L’envie de semer était grande, avec les bonnes conditions météorologiques des premiers jours de mars. Mais les semences se faisaient souvent attendre. La pression était donc forte sur les semenciers pour livrer au plus vite les graines tant espérées.
Quelques semis précoces ont quand même pu débuter un peu partout : au sud de Paris, dans les terres sableuses de l’Aisne, et même dans la région de Dunkerque.
Les enrobages de semences ont pris environ 10 jours de retard, suite à la publication de l’arrêté autorisant les traitements de semences à base de néonicotinoïdes.
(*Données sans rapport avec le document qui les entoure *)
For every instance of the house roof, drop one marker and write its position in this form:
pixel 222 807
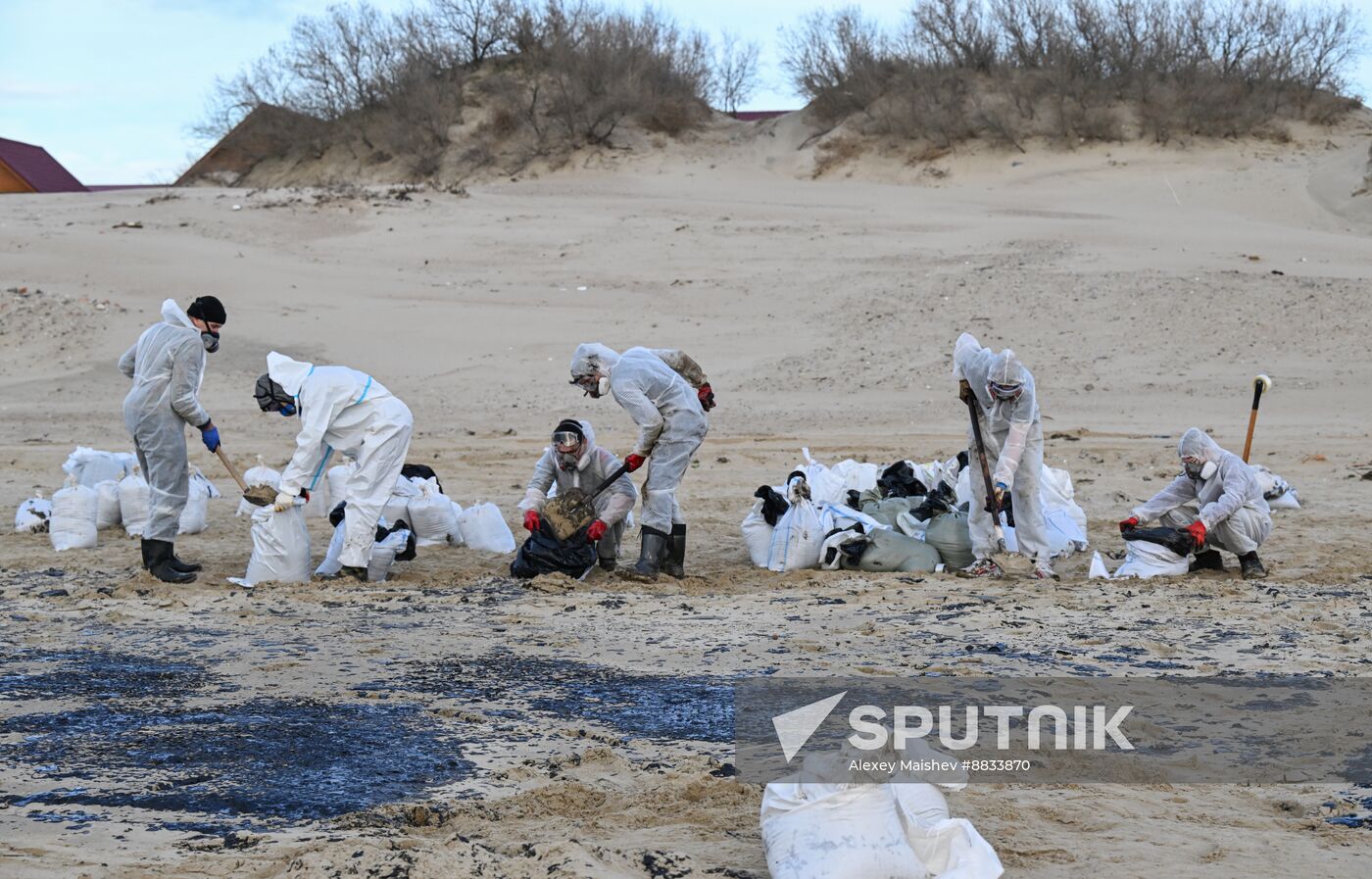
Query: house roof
pixel 37 169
« Le 3 mars, les semenciers avaient livré plus de la moitié des volumes aux sucreries et à C-S2B. Les dernières livraisons chez les planteurs vont courir jusqu’au 20 mars », estime Benoît Carton, directeur de C-S2B.
Certains planteurs comme Éric Delorme, à Chaussy (Loiret), avaient reçu leurs semences à temps pour débuter les semis le 3 mars. Une date assez précoce, gage d’un bon potentiel de rendement. Il espère en tout cas faire mieux que l’année dernière (35 t/ha), puisqu’il a bien entendu choisi des semences traitées aux néonicotinoïdes, comme la grande majorité de ses collègues.
90 % de semences traitées aux NNI
« L’arrêté a été connu le 6 février, les dernières commandes sont arrivées le 12… Et le 15 février, les clients nous demandaient : quand est-ce que nous sommes livrés ? », résume un semencier.
Pour être dans les temps, les semenciers ont souvent pris le risque d’anticiper les traitements. Car dans 90 % des cas, les planteurs ont opté pour des semences traitées NNI. Mais les semenciers avaient peu de marge de manœuvre cette année, à cause de stocks de semences très faibles, suite à une très mauvaise production dans le sud-ouest de la France. Il n’était donc pas question de prendre le risque de traiter trop de semences aux NNI, qui auraient pu être détruites en cas d’avis négatif des autorités.
Et l’incertitude n’a pas été que française ! L’Allemagne a décidé de ne pas exporter de semences traitées et la Grande-Bretagne a interdit en dernière minute les néonicotinoïdes. Les semenciers n’ont jamais vécu une saison aussi stressante.
La décision allemande a notamment mis en difficulté les semenciers qui traitent traditionnellement dans ce pays : KWS, Betaseed et Deleplanque.
« Sachant que l’Allemagne interdisait les traitements aux néonicotinoïdes pour le marché à l’exportation, nous avons démonté notre unité en Allemagne pour l’installer en Alsace », explique Laurent Boiroux, directeur de la Business Unit betteraves du groupe Strube.
Les semences ont donc effectué un périple kafkaïen à travers l’Europe : produites en Italie ou dans le sud de la France, elles ont été envoyées en Allemagne pour l’enrobage, sont retournées en France pour recevoir le traitement, ont repris le chemin de l’Allemagne pour être conditionnées et réexpédiées en France chez les distributeurs. « Cela représente un défi logistique énorme et une augmentation des coûts significative », regrette Laurent Boiroux.
Tout ce travail a dû être réalisé dans un temps record. « Normalement, nous traitons du 15 novembre au 15 février », note Bruno Dequiedt, directeur général de SESVanderHave France. « Cette année, il a fallu restructurer complètement la logistique, retarder le pelliculage pour le marché français et anticiper sur d’autres pays. Après avoir traité les semences, il y a encore une série de tests qualitatifs qui prennent une semaine. D’habitude, nous avons terminé les livraisons fin février. Nous sommes 9 mars, et il nous reste un tiers des semences à livrer ».
Pour arriver à temps, Rémi Henguelle, directeur marketing de Florimond Desprez, avait fait le pari d’anticiper le pelliculage dès le 18 janvier. « Le jour de la signature de l’arrêté, 55 % des semences étaient déjà enrobées », révèle-t-il aujourd’hui.
Ces efforts ont payé puisque toutes les graines devraient être livrées pour le 20 mars. Si la majorité des betteraviers sème entre le 15 mars et le 25 mars dans de bonnes conditions, cette péripétie pourrait être finalement vite oubliée.
Les semis 2021 ont démarré assez rapidement au début du mois de mars, puisque 10 % de la surface betteravière française était déjà semée le 10 mars, selon l’Association de recherche technique betteravière (ARTB). Les travaux sont donc en avance d’une semaine par rapport à la date moyenne des cinq dernières années. Les régions les plus avancées sont le sud de Paris où la moitié des surfaces étaient déjà semées, la Seine-et-Marne (30 %), l’Yonne (20 %), l’Oise (15 %) et l’Aisne (10 %).